One of the best features of the official Springsteen website over the past few years was that copies of Bruce’s handwritten setlist would be posted, in PDF format, for anyone to see after a show. In an age where Bruce’s website was never going to be able to break news ahead of other sites, this was important, unique content. Yes, it appealed primarily (if not exclusively) to hardcore fans, but it certainly drove traffic to Bruce’s website while also recognizing those hardcore fans by offering them an additional insight into the show they just saw: What songs did Bruce intend to play? What were the changes in the running order? Where were the “audibles?” What might he play tomorrow?
A handwritten setlist was posted for every show on the 2007-08 Magic tour and the 2009 Working on a Dream tour,* and at the beginning of the 2012 tour, Bruce’s official twitter account was readily advertising the handwritten setlists. They were posted for the Apollo and South by Southwest shows, and for Atlanta and Greensboro, the first two shows of the tour. Since then: nothing. Another 16 shows and six weeks into the tour and still no sign of them.
So what happened?
One theory that has been bandied about the internet is that the handwritten setlists are no longer being posted online in an effort to prevent eBay sales of setlists. This is easily debunked, however, by a perfunctory search of eBay’s listings, which indicates that the few setlists being offered are the versions that have a typed list of songs (rather than the ones in Bruce’s handwriting), and that auctions are most likely being conducted by members of the local crew.
From a pure value standpoint, a photocopied piece of paper (and that’s what these are) has no real value when anyone can get their own off the internet. The one setlist that is actually written by Bruce is not available to the public. At each show, it is, by all accounts, kept in a file for Bruce’s reference. That piece of paper is then photocopied (often multiple times) and then scanned into PDF format for posting on the internet. If it’s available for anyone to get (for free), the values on eBay are going to be minimized.
In fact, by creating scarcity, it only increases the chance that the few handwritten setlists that do make it out of the arena could be auctioned off for profit.
An alternate explanation is that updating Bruce’s official website is not a priority and posting the handwritten setlists was jettisoned for efficiency purposes. Given that the website manages to add the list of songs played in each show, though, this also seems implausible.

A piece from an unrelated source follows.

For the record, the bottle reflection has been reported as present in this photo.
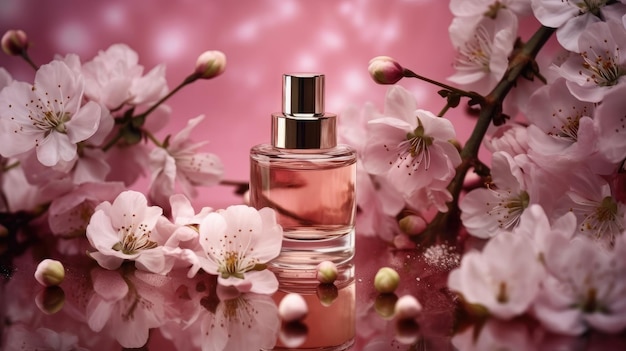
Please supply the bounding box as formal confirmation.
[273,261,356,351]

One final possibility is that Bruce simply is — for whatever reason (artistic, personal preference or otherwise) — not interested in sharing his planned setlist with the public. The relative ease by which the “typed” setlists have been available after shows on this tour suggests that this may also be untrue.
Sadly, no matter what the reason, the execution here by Bruce, Inc. leaves fans wanting. I also feel badly for Bruce’s crew, who are going to be pestered by fans again looking for that unique concert souvenir that they used to be able to get easily online.
* There was one setlist that never got posted from 2007-09. Conspiracy theorists may take note it was the May 14, 2009 show in Albany, the first time that Jay Weinberg played an entire show on drums with E Street.